Difference Four: “Measurable” Versus “Immeasurable”
(The Measurement Argument)

Physical Entities Can Be Measured Using Physical Measurement Instruments
We can take out a ruler and measure the width and length of your brain. We can weigh it and calculate it’s mass.

But As Humans, We Possess Mental Entities (Thoughts, Wills, Desires and Sensations) That Are Not Measurable By These Methods
We cannot use physical measurement tools to examine our thoughts. Propositional content cannot be measured in this way.
Not true.  Thoughts are formed mostly of memories, and memories are encoded in molecules, and molecules, being physical, have obvious detectable sizes.  So you and Frank Turek and other apologists are wrong, thoughts are physical.
THEREFORE: Humans Are More Than Physical Beings
There is a physically immeasurable dimension to our beings. We are more than matter. We are physically immeasurable souls.
If it keeps junior on the straight and narrow, he can go on pretending to be whatever combo of moisture and invisible man he pleases. Atheists should be practical, not militant.  Leave the Mormons alone, some fools bring much good, and even a broken clock is right twice a day.
Difference Five: “About Others” Versus “About Themselves”
(The Self-Existence Argument)

Mental Entities Are Not Self Existent
Our hopes, fears, concerns and worries are always about something else; something outside of themselves
Not true, delusional people have brain disorders that often cause them fear of things that don't exist, this is also true with many children who irrationally fear the dark and the monster under the bed that always goes invisible when mom checks...and therefore, the feared thing did not originate from anywhere except within their physical brain.
But Our Brains, As Physical Entities, ARE Self Existent
Physical things are not about something else; they simply exist on their own and do not rely on other physical objects for their definition

THEREFORE: Our Brains Are NOT The Same As Our Minds
Brains are physical, self-existent entities, minds contain mental entities that are dependent on outside entities for their definition.
Nope, see above.
Difference Six: “Morally Determined” Versus “Morally Free”
(The Free Will Argument)
Oh fuck you, this is where not even many Christians agree with you.  Unbelievers can reasonably decline an invitation to become involved in one of Christianity's numerous in-house debates.
No Physical System is a Free Agent
They are either determined (one event following the other) or random

Therefore No Physical System Has Moral Responsibility
Because moral responsibility requires moral freedom of choice
Moral responsibility cannot exist unless somebody insists that somebody else is morally responsible.  So moral responsibility can just as easily be a social fiction necessarily conjured up to make socities like America possible.   Children can be just as easily raised to feel no moral responsibility as raised to agree they have moral responsibility.  Babies and toddler need to be 'taught' to mimic the morality of the parent, because the morality they are born with is selfishness.  A sense of moral responsibility cannot be shown to transcend environmental conditioning.
Human Beings DO Have Moral Responsibility
We have the innate sense that each of us has the responsibility to act morally, and indeed, we observe we are free agents who do choose right from wrong freely
This is not true of sociopaths.  You can get rid of that rebuttal by arbitrarily excluding them as disqualified misfits, but the point is that your theory doesn't account for all the relevant data, you can only make your case by appeal to what some or most humans are like, not all. 
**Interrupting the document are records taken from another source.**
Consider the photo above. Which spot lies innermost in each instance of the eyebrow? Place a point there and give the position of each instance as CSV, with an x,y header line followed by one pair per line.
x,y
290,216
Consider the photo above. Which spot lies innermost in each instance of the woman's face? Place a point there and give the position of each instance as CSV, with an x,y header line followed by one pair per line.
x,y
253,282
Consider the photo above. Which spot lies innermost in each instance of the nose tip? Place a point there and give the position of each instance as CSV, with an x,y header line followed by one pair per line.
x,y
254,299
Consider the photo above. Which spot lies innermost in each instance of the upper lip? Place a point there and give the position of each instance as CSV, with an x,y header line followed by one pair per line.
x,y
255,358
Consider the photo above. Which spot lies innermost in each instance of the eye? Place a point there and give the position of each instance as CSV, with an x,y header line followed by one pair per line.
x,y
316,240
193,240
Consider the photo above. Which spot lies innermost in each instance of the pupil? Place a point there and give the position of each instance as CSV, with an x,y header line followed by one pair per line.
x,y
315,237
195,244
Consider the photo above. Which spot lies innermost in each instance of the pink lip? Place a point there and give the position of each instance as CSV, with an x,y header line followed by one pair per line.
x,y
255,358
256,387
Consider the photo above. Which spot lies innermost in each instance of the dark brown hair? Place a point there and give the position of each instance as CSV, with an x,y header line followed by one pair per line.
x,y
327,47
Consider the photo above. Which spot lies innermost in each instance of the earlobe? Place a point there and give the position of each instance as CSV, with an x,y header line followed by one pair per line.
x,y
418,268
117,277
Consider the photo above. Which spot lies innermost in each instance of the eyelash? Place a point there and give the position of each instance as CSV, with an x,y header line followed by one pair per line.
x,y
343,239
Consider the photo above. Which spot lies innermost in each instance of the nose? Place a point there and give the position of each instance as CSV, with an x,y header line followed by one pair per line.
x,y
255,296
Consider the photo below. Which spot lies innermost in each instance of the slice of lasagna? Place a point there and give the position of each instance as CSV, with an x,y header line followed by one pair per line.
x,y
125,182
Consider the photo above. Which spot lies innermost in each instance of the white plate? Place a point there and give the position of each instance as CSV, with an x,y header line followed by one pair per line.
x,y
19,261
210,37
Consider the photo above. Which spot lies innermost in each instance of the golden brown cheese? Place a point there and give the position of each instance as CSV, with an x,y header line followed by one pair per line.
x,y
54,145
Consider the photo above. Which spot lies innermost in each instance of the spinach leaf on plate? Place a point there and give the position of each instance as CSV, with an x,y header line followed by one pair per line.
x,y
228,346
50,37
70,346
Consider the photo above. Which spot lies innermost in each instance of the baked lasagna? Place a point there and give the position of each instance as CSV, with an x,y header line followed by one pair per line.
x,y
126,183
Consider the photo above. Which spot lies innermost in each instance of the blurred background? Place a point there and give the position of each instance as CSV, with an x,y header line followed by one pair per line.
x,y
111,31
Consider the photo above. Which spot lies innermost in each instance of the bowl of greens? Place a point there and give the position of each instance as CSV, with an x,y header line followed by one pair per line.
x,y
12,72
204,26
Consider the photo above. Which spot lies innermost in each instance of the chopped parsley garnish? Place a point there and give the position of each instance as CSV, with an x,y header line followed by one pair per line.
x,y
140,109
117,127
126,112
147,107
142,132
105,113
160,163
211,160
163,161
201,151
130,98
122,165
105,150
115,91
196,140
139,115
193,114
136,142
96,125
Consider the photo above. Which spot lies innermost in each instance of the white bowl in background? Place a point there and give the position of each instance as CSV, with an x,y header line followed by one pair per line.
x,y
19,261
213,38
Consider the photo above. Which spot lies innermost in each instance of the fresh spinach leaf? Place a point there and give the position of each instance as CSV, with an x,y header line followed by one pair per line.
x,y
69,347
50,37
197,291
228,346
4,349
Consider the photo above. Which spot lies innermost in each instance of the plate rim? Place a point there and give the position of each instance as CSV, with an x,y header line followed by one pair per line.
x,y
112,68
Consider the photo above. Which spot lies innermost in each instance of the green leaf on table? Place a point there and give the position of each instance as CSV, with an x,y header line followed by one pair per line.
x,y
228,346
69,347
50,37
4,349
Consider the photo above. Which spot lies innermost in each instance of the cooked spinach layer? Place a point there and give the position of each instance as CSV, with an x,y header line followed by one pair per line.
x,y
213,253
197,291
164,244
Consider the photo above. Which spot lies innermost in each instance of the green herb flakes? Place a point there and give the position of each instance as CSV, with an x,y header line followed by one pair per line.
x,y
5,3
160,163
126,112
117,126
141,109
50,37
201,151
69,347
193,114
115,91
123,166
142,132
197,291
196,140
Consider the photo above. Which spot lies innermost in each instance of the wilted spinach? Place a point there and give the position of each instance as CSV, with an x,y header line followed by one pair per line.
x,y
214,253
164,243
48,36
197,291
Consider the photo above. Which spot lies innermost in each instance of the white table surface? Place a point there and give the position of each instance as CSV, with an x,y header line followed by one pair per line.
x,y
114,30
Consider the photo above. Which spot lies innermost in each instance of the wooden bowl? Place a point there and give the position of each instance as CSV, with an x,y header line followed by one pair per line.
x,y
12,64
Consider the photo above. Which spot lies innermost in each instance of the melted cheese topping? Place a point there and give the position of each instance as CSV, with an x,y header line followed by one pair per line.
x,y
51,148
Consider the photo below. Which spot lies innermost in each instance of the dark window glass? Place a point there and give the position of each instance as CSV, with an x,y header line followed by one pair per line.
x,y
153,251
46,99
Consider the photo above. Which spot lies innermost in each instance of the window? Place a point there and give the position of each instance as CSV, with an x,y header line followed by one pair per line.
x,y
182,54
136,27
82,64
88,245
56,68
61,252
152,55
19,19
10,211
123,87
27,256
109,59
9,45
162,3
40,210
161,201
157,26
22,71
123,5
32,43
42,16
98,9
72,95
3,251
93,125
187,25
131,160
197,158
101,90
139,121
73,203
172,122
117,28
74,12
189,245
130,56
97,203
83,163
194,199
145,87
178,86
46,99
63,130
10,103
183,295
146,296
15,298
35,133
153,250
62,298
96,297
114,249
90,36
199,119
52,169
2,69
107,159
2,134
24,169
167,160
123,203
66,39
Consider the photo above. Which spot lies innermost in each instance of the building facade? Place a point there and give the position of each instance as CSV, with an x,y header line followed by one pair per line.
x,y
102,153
Sociopaths are just as human as anybody else, so we cannot automatically assume their sociopathic condition constitutes a misrepresentation of human reality.  To be human might indeed require that you have little to no concern for other people's feelings.
THEREFORE: Therefore Human Beings Are NOT Simply Physical Systems
If we are purely physical entities, we can only act as a series of events, and we are unable to act freely (this is the nature of physical things). Our free agency demonstrates we are more than simple physical objects.
Tell that to Christians who adopt 5-Point Calvinism, and they'll scream back that the ease with which you assume humans have "free agency" makes it appear you never read the bible in your life.   I suggest god's like-minded ones get their act together before they present their in-house controversies to the world as if they were absolute truth.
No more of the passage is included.